Never Judge Decisions by Their Outcomes
Never Judge Decisions by Their Outcomes
Everywhere you look... LinkedIn posts, family Whatsapp groups, business case studies... people are obsessed with outcomes.
The CEO whose company tanks? Failure.
The lottery guy who scratched the right card? Genius.
We don’t even blink before passing judgment. Because deep down, we’ve internalized a lazy formula:
good result = good decision, bad result = bad decision.
Poker players, though, have a more brutal word for this error in thinking: "Resulting".
Think of Dinesh Karthik in the 2018 Nidahas Trophy final. Last ball, 5 runs needed. He goes for the six. Crowd loses it. He’s a hero.
But imagine for a second if he mistimed it, got caught at the boundary. The same shot would’ve been called reckless, irresponsible, “worst decision of his career.”
That’s "resulting" in action. Same decision, same logic, same probability... just a different roll of the dice and same decision goes from brilliant to reckless.
This is the paradox: in a world run by chance, your process can be flawless, and your outcome still trash. Or you can make a garbage call... like driving drunk and get home safe. Luck bails you out. Skill deserts you. And your friends, your bosses, your brain? They’ll judge only the scoreboard.
Why? Because our brains were built for jungles, not stock markets. System 1 : the fast, intuitive autopilot... loves simple patterns. It hates uncertainty. System 2 : the slow, rational one... is like that one overworked intern who gets ignored at meetings.
That’s why hindsight bias feels so sweet. “I knew this would happen.” No, you didn’t. But your brain can’t stand living in maybe, so it rewrites the past into "obvious".
The problem isn’t just inside us. Biases stack up like Jenga blocks:
Self-serving bias: when you win, it’s skill. When you lose, it’s bad luck.
Judgment bias: when they win, it’s luck. When they lose, it’s because they're.
Black-and-white bias: decisions must be 100% right or 100% wrong... no messy middle allowed.
Life isn’t chess. Chess is clean, visible, skill-heavy. Life is poker... messy, hidden, and unfair. A poker pro still loses 40% of the time despite being “better.” Imagine telling Virat Kohli he’s world-class while reminding him he’ll fail 4 out of 10 times by design.
That’s how probability plays.
So what do you do? You shift the frame.
Stop asking: “Did I get it right?”
Start asking: “Was my process sound, given what I knew?”
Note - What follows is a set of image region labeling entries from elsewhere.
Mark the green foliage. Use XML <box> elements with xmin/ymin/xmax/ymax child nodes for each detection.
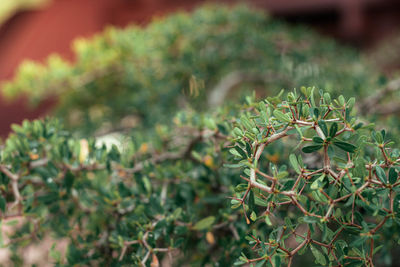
<box><xmin>0</xmin><ymin>88</ymin><xmax>400</xmax><ymax>266</ymax></box>
<box><xmin>228</xmin><ymin>88</ymin><xmax>400</xmax><ymax>266</ymax></box>
<box><xmin>3</xmin><ymin>5</ymin><xmax>378</xmax><ymax>133</ymax></box>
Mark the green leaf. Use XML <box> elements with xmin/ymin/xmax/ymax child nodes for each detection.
<box><xmin>375</xmin><ymin>166</ymin><xmax>387</xmax><ymax>184</ymax></box>
<box><xmin>333</xmin><ymin>140</ymin><xmax>357</xmax><ymax>153</ymax></box>
<box><xmin>248</xmin><ymin>190</ymin><xmax>256</xmax><ymax>210</ymax></box>
<box><xmin>313</xmin><ymin>136</ymin><xmax>324</xmax><ymax>144</ymax></box>
<box><xmin>329</xmin><ymin>122</ymin><xmax>338</xmax><ymax>138</ymax></box>
<box><xmin>303</xmin><ymin>216</ymin><xmax>319</xmax><ymax>223</ymax></box>
<box><xmin>389</xmin><ymin>168</ymin><xmax>399</xmax><ymax>184</ymax></box>
<box><xmin>302</xmin><ymin>145</ymin><xmax>322</xmax><ymax>153</ymax></box>
<box><xmin>289</xmin><ymin>154</ymin><xmax>301</xmax><ymax>173</ymax></box>
<box><xmin>193</xmin><ymin>216</ymin><xmax>215</xmax><ymax>231</ymax></box>
<box><xmin>235</xmin><ymin>146</ymin><xmax>247</xmax><ymax>159</ymax></box>
<box><xmin>318</xmin><ymin>120</ymin><xmax>328</xmax><ymax>136</ymax></box>
<box><xmin>274</xmin><ymin>109</ymin><xmax>292</xmax><ymax>122</ymax></box>
<box><xmin>310</xmin><ymin>245</ymin><xmax>326</xmax><ymax>265</ymax></box>
<box><xmin>0</xmin><ymin>195</ymin><xmax>6</xmax><ymax>213</ymax></box>
<box><xmin>250</xmin><ymin>211</ymin><xmax>257</xmax><ymax>222</ymax></box>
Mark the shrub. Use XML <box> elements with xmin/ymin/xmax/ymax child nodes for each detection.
<box><xmin>0</xmin><ymin>88</ymin><xmax>400</xmax><ymax>266</ymax></box>
<box><xmin>3</xmin><ymin>5</ymin><xmax>379</xmax><ymax>136</ymax></box>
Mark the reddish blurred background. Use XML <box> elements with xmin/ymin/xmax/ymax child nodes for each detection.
<box><xmin>0</xmin><ymin>0</ymin><xmax>400</xmax><ymax>136</ymax></box>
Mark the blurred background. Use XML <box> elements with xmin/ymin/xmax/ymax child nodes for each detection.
<box><xmin>0</xmin><ymin>0</ymin><xmax>400</xmax><ymax>136</ymax></box>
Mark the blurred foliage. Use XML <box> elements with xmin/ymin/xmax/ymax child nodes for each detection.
<box><xmin>0</xmin><ymin>5</ymin><xmax>400</xmax><ymax>267</ymax></box>
<box><xmin>367</xmin><ymin>32</ymin><xmax>400</xmax><ymax>75</ymax></box>
<box><xmin>3</xmin><ymin>5</ymin><xmax>379</xmax><ymax>136</ymax></box>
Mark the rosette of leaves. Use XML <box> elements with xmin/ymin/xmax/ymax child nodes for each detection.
<box><xmin>230</xmin><ymin>87</ymin><xmax>400</xmax><ymax>266</ymax></box>
<box><xmin>3</xmin><ymin>5</ymin><xmax>378</xmax><ymax>133</ymax></box>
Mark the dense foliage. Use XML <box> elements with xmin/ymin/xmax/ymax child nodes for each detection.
<box><xmin>3</xmin><ymin>5</ymin><xmax>379</xmax><ymax>135</ymax></box>
<box><xmin>0</xmin><ymin>2</ymin><xmax>400</xmax><ymax>267</ymax></box>
<box><xmin>0</xmin><ymin>88</ymin><xmax>400</xmax><ymax>266</ymax></box>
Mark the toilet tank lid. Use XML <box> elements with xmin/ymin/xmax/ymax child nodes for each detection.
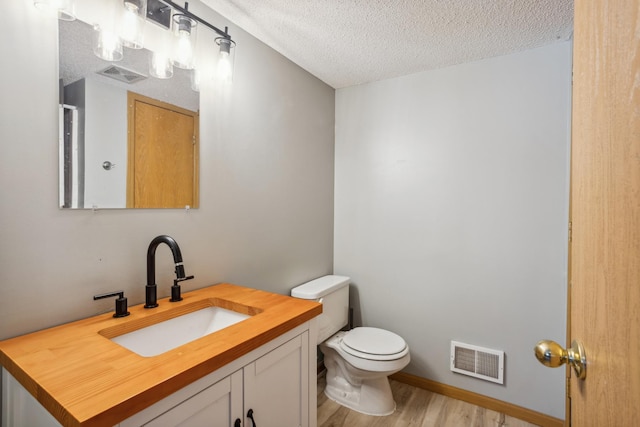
<box><xmin>291</xmin><ymin>275</ymin><xmax>351</xmax><ymax>299</ymax></box>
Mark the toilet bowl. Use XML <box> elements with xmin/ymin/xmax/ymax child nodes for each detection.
<box><xmin>291</xmin><ymin>276</ymin><xmax>410</xmax><ymax>416</ymax></box>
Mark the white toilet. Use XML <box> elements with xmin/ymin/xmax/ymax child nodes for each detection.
<box><xmin>291</xmin><ymin>276</ymin><xmax>410</xmax><ymax>415</ymax></box>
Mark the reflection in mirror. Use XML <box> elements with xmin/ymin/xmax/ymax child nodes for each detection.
<box><xmin>59</xmin><ymin>20</ymin><xmax>199</xmax><ymax>209</ymax></box>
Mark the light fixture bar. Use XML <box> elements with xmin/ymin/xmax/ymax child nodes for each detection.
<box><xmin>162</xmin><ymin>0</ymin><xmax>231</xmax><ymax>40</ymax></box>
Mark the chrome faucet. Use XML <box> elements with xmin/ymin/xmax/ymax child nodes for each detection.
<box><xmin>144</xmin><ymin>235</ymin><xmax>193</xmax><ymax>308</ymax></box>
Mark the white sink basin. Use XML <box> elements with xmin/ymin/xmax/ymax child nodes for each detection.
<box><xmin>111</xmin><ymin>307</ymin><xmax>251</xmax><ymax>357</ymax></box>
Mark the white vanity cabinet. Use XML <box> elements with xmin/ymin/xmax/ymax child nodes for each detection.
<box><xmin>2</xmin><ymin>319</ymin><xmax>317</xmax><ymax>427</ymax></box>
<box><xmin>120</xmin><ymin>322</ymin><xmax>317</xmax><ymax>427</ymax></box>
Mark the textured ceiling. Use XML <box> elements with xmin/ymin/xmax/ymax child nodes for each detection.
<box><xmin>202</xmin><ymin>0</ymin><xmax>573</xmax><ymax>88</ymax></box>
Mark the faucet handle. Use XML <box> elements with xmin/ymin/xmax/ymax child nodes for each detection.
<box><xmin>169</xmin><ymin>276</ymin><xmax>193</xmax><ymax>302</ymax></box>
<box><xmin>93</xmin><ymin>291</ymin><xmax>129</xmax><ymax>317</ymax></box>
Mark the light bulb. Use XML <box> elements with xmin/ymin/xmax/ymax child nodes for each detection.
<box><xmin>172</xmin><ymin>14</ymin><xmax>197</xmax><ymax>70</ymax></box>
<box><xmin>216</xmin><ymin>37</ymin><xmax>235</xmax><ymax>83</ymax></box>
<box><xmin>120</xmin><ymin>0</ymin><xmax>147</xmax><ymax>49</ymax></box>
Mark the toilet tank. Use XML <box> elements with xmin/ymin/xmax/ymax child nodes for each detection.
<box><xmin>291</xmin><ymin>276</ymin><xmax>351</xmax><ymax>344</ymax></box>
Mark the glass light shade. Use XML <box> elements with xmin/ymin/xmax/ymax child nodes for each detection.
<box><xmin>93</xmin><ymin>25</ymin><xmax>122</xmax><ymax>61</ymax></box>
<box><xmin>149</xmin><ymin>52</ymin><xmax>173</xmax><ymax>79</ymax></box>
<box><xmin>172</xmin><ymin>13</ymin><xmax>197</xmax><ymax>70</ymax></box>
<box><xmin>120</xmin><ymin>0</ymin><xmax>147</xmax><ymax>49</ymax></box>
<box><xmin>216</xmin><ymin>37</ymin><xmax>236</xmax><ymax>83</ymax></box>
<box><xmin>33</xmin><ymin>0</ymin><xmax>76</xmax><ymax>21</ymax></box>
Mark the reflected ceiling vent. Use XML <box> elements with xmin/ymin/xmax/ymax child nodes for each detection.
<box><xmin>97</xmin><ymin>65</ymin><xmax>147</xmax><ymax>84</ymax></box>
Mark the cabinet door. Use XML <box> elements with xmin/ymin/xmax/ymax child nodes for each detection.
<box><xmin>243</xmin><ymin>332</ymin><xmax>309</xmax><ymax>427</ymax></box>
<box><xmin>144</xmin><ymin>371</ymin><xmax>242</xmax><ymax>427</ymax></box>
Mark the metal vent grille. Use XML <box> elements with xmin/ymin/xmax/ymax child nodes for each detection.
<box><xmin>451</xmin><ymin>341</ymin><xmax>504</xmax><ymax>384</ymax></box>
<box><xmin>97</xmin><ymin>65</ymin><xmax>147</xmax><ymax>84</ymax></box>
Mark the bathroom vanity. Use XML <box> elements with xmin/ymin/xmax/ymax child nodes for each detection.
<box><xmin>0</xmin><ymin>284</ymin><xmax>322</xmax><ymax>427</ymax></box>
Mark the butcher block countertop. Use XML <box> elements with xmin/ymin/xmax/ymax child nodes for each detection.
<box><xmin>0</xmin><ymin>283</ymin><xmax>322</xmax><ymax>426</ymax></box>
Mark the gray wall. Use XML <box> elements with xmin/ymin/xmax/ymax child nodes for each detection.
<box><xmin>0</xmin><ymin>1</ymin><xmax>335</xmax><ymax>339</ymax></box>
<box><xmin>334</xmin><ymin>42</ymin><xmax>571</xmax><ymax>418</ymax></box>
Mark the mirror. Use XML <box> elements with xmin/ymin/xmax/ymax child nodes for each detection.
<box><xmin>59</xmin><ymin>20</ymin><xmax>200</xmax><ymax>209</ymax></box>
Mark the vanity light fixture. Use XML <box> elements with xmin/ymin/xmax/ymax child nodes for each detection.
<box><xmin>34</xmin><ymin>0</ymin><xmax>236</xmax><ymax>84</ymax></box>
<box><xmin>33</xmin><ymin>0</ymin><xmax>76</xmax><ymax>21</ymax></box>
<box><xmin>216</xmin><ymin>37</ymin><xmax>236</xmax><ymax>83</ymax></box>
<box><xmin>93</xmin><ymin>24</ymin><xmax>123</xmax><ymax>62</ymax></box>
<box><xmin>172</xmin><ymin>13</ymin><xmax>198</xmax><ymax>70</ymax></box>
<box><xmin>120</xmin><ymin>0</ymin><xmax>147</xmax><ymax>49</ymax></box>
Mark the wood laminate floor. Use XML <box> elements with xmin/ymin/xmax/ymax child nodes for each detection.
<box><xmin>318</xmin><ymin>378</ymin><xmax>534</xmax><ymax>427</ymax></box>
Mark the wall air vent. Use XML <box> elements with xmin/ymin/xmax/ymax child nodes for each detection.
<box><xmin>451</xmin><ymin>341</ymin><xmax>504</xmax><ymax>384</ymax></box>
<box><xmin>97</xmin><ymin>65</ymin><xmax>147</xmax><ymax>84</ymax></box>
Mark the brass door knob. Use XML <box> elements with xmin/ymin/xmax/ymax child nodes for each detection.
<box><xmin>533</xmin><ymin>340</ymin><xmax>587</xmax><ymax>380</ymax></box>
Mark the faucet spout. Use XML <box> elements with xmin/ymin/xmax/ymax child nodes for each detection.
<box><xmin>144</xmin><ymin>235</ymin><xmax>193</xmax><ymax>308</ymax></box>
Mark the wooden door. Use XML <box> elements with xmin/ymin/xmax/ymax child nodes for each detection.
<box><xmin>127</xmin><ymin>92</ymin><xmax>198</xmax><ymax>208</ymax></box>
<box><xmin>569</xmin><ymin>0</ymin><xmax>640</xmax><ymax>427</ymax></box>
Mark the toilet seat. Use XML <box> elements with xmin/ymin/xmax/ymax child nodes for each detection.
<box><xmin>340</xmin><ymin>327</ymin><xmax>409</xmax><ymax>361</ymax></box>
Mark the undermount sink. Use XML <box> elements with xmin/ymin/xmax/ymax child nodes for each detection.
<box><xmin>105</xmin><ymin>306</ymin><xmax>251</xmax><ymax>357</ymax></box>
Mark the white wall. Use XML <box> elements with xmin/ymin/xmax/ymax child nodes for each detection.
<box><xmin>0</xmin><ymin>1</ymin><xmax>335</xmax><ymax>339</ymax></box>
<box><xmin>84</xmin><ymin>78</ymin><xmax>127</xmax><ymax>208</ymax></box>
<box><xmin>334</xmin><ymin>42</ymin><xmax>571</xmax><ymax>418</ymax></box>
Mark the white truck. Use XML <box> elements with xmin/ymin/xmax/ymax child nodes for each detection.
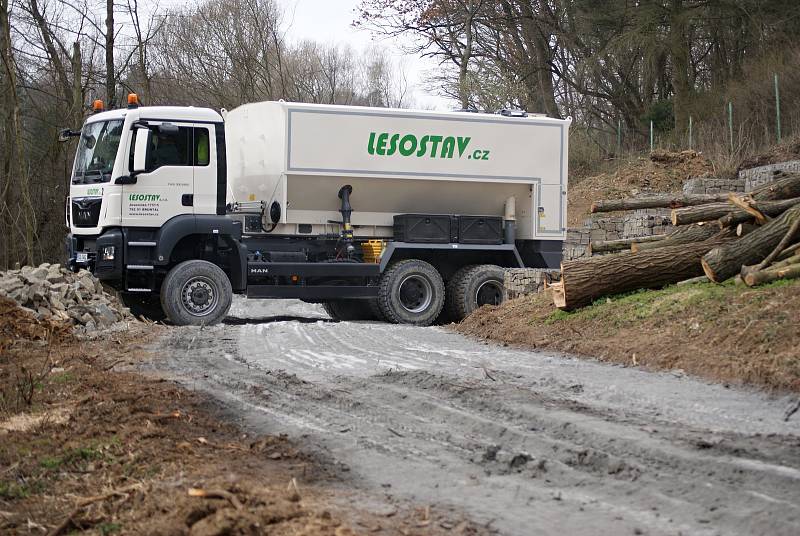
<box><xmin>61</xmin><ymin>95</ymin><xmax>570</xmax><ymax>325</ymax></box>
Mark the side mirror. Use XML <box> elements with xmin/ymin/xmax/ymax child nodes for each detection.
<box><xmin>58</xmin><ymin>128</ymin><xmax>81</xmax><ymax>143</ymax></box>
<box><xmin>131</xmin><ymin>128</ymin><xmax>153</xmax><ymax>173</ymax></box>
<box><xmin>157</xmin><ymin>123</ymin><xmax>180</xmax><ymax>136</ymax></box>
<box><xmin>114</xmin><ymin>175</ymin><xmax>136</xmax><ymax>184</ymax></box>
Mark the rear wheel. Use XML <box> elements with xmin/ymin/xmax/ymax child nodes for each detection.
<box><xmin>446</xmin><ymin>264</ymin><xmax>504</xmax><ymax>322</ymax></box>
<box><xmin>378</xmin><ymin>259</ymin><xmax>444</xmax><ymax>326</ymax></box>
<box><xmin>161</xmin><ymin>260</ymin><xmax>233</xmax><ymax>326</ymax></box>
<box><xmin>322</xmin><ymin>300</ymin><xmax>377</xmax><ymax>320</ymax></box>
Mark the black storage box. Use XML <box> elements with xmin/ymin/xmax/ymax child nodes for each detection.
<box><xmin>458</xmin><ymin>216</ymin><xmax>503</xmax><ymax>244</ymax></box>
<box><xmin>394</xmin><ymin>214</ymin><xmax>458</xmax><ymax>244</ymax></box>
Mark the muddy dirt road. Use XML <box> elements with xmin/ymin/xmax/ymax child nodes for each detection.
<box><xmin>150</xmin><ymin>302</ymin><xmax>800</xmax><ymax>536</ymax></box>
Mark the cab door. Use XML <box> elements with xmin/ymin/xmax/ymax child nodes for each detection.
<box><xmin>193</xmin><ymin>124</ymin><xmax>218</xmax><ymax>214</ymax></box>
<box><xmin>122</xmin><ymin>121</ymin><xmax>195</xmax><ymax>227</ymax></box>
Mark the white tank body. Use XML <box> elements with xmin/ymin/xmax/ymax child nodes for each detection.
<box><xmin>225</xmin><ymin>102</ymin><xmax>570</xmax><ymax>240</ymax></box>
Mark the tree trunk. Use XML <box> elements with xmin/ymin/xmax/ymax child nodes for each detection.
<box><xmin>70</xmin><ymin>41</ymin><xmax>83</xmax><ymax>128</ymax></box>
<box><xmin>631</xmin><ymin>225</ymin><xmax>719</xmax><ymax>253</ymax></box>
<box><xmin>669</xmin><ymin>0</ymin><xmax>693</xmax><ymax>136</ymax></box>
<box><xmin>670</xmin><ymin>202</ymin><xmax>741</xmax><ymax>225</ymax></box>
<box><xmin>30</xmin><ymin>0</ymin><xmax>73</xmax><ymax>103</ymax></box>
<box><xmin>106</xmin><ymin>0</ymin><xmax>117</xmax><ymax>108</ymax></box>
<box><xmin>718</xmin><ymin>197</ymin><xmax>800</xmax><ymax>229</ymax></box>
<box><xmin>702</xmin><ymin>205</ymin><xmax>800</xmax><ymax>283</ymax></box>
<box><xmin>589</xmin><ymin>235</ymin><xmax>667</xmax><ymax>255</ymax></box>
<box><xmin>551</xmin><ymin>231</ymin><xmax>735</xmax><ymax>311</ymax></box>
<box><xmin>592</xmin><ymin>192</ymin><xmax>728</xmax><ymax>213</ymax></box>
That means speaking in probabilities.
Not “I know this will work.”
But “I’m 70% confident this works.”
That language alone protects you from the tyranny of outcomes. It builds what is known as "outcome-independence" the ability to judge yourself on process, not scorecards. It’s not detachment; it’s wisdom.
And here’s the magic part: it makes space for compassion. For yourself, when things crash despite your best thinking. And for others, when their “failure” hides thoughtful decisions buried under bad luck.
Because in the long game, it’s not about whether you win every hand. Nobody does. It’s about whether you’re playing hands in a way that tilts the odds... slowly, painfully, imperfectly... towards you.
Outcomes are noisy. Processes are teachable.
And if you can separate the two, you stop being a puppet of chance and start becoming its choreographer.
Tell me... are you judging yourself by the outcome of one hand, or by the way you’re playing the whole game?